C’est cette incohérence qui aurait poussé la mutualité ouvrière à se métamorphoser, au tournant du XXème siècle, en institutions professionnelles d’assurance, libérées en quelque sorte du poids de porter la bannière de la solidarité ouvrière – cette dernière responsabilité étant désormais dévolue au syndicalisme. Cette perspective, fondée sur cette idée d’une incohérence originelle entre les activités économiques et les activités sociales de la mutualité, nous empêche toutefois de bien comprendre ce qui faisait la cohérence la mutualité ouvrière. Pour bien saisir la logique de cette dernière, il faut revenir à la théorie de l’encastrement de Karl Polanyi[7].

Dit brièvement, cette théorie s’oppose au postulat de la science économique moderne qui réduit l’échange, c’est-à-dire les relations sociales, à la rencontre d’agents anonymes et rationnels cherchant à satisfaire leurs besoins individuels. Ce postulat n’est pas que théorique. En effet, à partir du milieu du XIXème siècle, la mise en place du capitalisme fait en sorte qu’une part de plus en plus grande des activités humaines (et notamment le travail) tend à être soumise à l’impitoyable règle du marché, ce qui a engendré d’énormes problèmes sociaux. Contre ce postulat, la théorie de l’encastrement permet de rappeler que l’économie n’est pas indépendante de la société dans laquelle elle s’insère[8]. Cette théorie nous permet de poser l’hypothèse que la mutualité ouvrière, en « encastrant » les secours économiques dans une culture d’entraide solidaire, constituait une réponse sophistiquée – et non pas primitive – aux problèmes posés par le développement de la société de marché. En reprenant le postulat économique d’une séparation entre l’économique et le social, les chercheurs se seraient donc privés d’une clef d’analyse fondamentale pour saisir ce qui constitue le cœur même de la mutualité ouvrière.

4. Mutualité et communauté

Pour saisir la logique de la mutualité ouvrière, il est intéressant de souligner que l’opposition à l’égard de l’assurance était un élément essentiel de l’identité mutualiste populaire au XIXème siècle. En effet, l’assurance commerciale rencontrait beaucoup de résistance dans les milieux populaires qui considéraient que cette dernière « faisait d’un homme un article de marchandise »[9]. Au contraire, la protection mutualiste, en encastrant les secours économiques dans des activités solidaires ritualisées (funérailles, visites aux malades, etc.), a quant à elle échappé à cette lourde condamnation morale.

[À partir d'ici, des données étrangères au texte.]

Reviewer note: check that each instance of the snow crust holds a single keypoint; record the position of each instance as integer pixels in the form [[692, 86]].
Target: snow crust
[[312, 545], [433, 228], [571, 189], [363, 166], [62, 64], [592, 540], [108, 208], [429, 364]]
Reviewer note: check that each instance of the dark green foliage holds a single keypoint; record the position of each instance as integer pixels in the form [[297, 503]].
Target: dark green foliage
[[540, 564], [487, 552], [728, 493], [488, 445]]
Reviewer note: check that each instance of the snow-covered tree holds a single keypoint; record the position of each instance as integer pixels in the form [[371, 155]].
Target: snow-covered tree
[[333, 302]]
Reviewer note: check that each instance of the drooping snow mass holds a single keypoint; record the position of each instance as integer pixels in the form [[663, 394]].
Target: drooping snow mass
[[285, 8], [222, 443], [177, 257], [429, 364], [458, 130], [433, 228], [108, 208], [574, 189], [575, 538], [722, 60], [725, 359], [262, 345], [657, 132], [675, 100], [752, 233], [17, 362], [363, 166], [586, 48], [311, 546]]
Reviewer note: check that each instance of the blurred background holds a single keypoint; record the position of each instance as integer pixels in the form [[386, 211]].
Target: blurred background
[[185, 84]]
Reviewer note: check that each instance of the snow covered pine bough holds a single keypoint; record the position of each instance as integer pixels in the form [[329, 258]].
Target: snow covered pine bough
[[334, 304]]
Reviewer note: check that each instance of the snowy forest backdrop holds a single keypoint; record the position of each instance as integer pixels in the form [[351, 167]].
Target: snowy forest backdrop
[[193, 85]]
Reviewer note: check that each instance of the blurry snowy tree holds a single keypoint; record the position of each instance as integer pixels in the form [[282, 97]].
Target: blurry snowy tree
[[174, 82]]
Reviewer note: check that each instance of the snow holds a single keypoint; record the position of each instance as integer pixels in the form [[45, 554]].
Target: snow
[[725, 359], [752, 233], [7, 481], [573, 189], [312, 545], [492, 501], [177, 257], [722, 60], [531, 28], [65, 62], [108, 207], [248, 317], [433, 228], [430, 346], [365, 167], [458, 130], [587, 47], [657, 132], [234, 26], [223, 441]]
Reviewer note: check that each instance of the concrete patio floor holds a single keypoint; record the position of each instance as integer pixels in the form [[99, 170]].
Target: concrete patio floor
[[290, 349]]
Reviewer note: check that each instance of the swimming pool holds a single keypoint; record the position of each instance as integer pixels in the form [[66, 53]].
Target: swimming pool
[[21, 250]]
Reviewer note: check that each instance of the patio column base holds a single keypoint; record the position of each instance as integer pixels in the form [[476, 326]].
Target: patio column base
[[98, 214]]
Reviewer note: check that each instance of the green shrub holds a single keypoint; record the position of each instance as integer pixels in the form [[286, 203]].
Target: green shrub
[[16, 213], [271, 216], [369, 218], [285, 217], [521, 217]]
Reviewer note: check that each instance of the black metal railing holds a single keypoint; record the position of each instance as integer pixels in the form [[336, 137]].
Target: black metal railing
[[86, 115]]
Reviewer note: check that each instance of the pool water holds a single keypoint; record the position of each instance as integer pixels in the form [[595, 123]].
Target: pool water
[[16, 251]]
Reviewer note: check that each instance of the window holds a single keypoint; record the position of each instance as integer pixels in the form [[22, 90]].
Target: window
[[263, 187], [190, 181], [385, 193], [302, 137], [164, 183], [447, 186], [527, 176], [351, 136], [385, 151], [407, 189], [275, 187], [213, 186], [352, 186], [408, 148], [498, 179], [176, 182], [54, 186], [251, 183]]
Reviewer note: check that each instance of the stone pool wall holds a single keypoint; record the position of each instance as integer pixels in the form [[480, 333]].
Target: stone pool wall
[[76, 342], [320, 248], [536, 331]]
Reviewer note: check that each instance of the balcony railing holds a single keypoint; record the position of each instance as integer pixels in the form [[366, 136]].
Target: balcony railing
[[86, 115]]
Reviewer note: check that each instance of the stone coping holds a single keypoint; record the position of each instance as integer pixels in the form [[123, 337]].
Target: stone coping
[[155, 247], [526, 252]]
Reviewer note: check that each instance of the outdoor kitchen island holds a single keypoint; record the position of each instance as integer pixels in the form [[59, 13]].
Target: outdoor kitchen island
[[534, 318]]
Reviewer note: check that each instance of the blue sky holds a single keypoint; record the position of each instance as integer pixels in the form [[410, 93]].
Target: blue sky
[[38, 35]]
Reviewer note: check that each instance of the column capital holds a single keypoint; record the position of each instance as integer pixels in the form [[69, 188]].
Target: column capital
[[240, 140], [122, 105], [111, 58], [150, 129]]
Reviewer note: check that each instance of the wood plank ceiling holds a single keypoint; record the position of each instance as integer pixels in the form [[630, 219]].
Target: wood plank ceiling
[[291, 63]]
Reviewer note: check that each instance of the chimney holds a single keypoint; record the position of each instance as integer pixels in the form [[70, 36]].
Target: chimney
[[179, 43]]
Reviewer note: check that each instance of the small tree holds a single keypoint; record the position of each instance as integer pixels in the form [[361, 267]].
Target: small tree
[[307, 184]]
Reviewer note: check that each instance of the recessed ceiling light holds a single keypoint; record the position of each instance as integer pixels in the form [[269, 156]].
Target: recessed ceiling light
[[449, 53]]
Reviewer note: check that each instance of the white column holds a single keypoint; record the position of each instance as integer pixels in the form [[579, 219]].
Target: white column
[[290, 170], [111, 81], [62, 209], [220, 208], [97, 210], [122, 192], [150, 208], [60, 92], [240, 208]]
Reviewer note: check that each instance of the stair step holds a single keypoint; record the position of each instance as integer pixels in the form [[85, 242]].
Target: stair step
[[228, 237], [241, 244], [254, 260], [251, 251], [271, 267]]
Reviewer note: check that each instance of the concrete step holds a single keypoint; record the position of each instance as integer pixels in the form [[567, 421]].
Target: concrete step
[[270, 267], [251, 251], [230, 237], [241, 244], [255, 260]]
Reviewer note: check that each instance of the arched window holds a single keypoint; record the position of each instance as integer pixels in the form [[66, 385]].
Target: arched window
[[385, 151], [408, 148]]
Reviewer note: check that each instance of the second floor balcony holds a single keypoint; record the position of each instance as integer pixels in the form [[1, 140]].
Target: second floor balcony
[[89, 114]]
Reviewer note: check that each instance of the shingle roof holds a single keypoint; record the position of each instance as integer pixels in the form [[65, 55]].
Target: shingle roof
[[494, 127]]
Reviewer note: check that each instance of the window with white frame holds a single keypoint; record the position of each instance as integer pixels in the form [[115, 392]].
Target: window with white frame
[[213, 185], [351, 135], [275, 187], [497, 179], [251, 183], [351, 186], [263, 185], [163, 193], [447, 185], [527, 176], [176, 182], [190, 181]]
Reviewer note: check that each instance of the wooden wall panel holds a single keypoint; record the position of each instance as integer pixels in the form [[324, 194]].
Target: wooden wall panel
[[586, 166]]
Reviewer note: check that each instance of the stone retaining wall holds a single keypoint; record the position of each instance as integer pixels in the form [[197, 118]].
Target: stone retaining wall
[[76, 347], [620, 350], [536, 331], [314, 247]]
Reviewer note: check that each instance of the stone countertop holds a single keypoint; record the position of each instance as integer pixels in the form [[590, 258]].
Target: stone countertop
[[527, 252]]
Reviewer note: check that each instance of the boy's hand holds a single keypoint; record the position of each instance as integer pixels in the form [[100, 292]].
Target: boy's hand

D’ailleurs, au contraire de l’assurance qui était un comportement économique individualiste, la culture d’entraide mutualiste s’articulait très bien aux stratégies de survie des familles ouvrières dans les nouvelles communautés urbaines[10].

Dans une étude portant sur la mutualité anglaise, Martin Gorsky a vu dans l’expérience migratoire des jeunes adultes, quittant les campagnes pour les villes en expansion, la principale raison qui expliquerait le développement de la mutualité au XIXème siècle. Les sociétés de secours mutuels ont joué, dans ce contexte, le rôle d’une famille « fictive » qui aurait suppléé en partie aux défaillances de la famille « réelle » face aux pressions exercées par la société de marché[11]. C’est donc dire que la mutualité aurait été un moyen efficace pour s’intégrer rapidement à un réseau de solidarité qui s’étendait au niveau des communautés ouvrières urbaines. Sans surprise, plusieurs sociétés de secours mutuels visaient précisément, dès leur fondation, à institutionnaliser certaines pratiques d’entraide communautaire comme la veille des malades et des morts, l’organisation de funérailles respectables, la protection des familles privées de l’homme pourvoyeur, etc. Les processions funéraires mutualistes, des moments communautaires très forts, représentaient tout à fait ce lien étroit entre la famille « réelle » et la famille « fictive ». Ce type d’activités communautaires était d’ailleurs toujours mis de l’avant lorsqu’il s’agissait de critiquer les assurances qui ne faisaient que compenser la perte de l’homme pourvoyeur par un chèque à la veuve. L’assurance, croyait-on, « réduisait la vie d’un homme à un article de marchandise ».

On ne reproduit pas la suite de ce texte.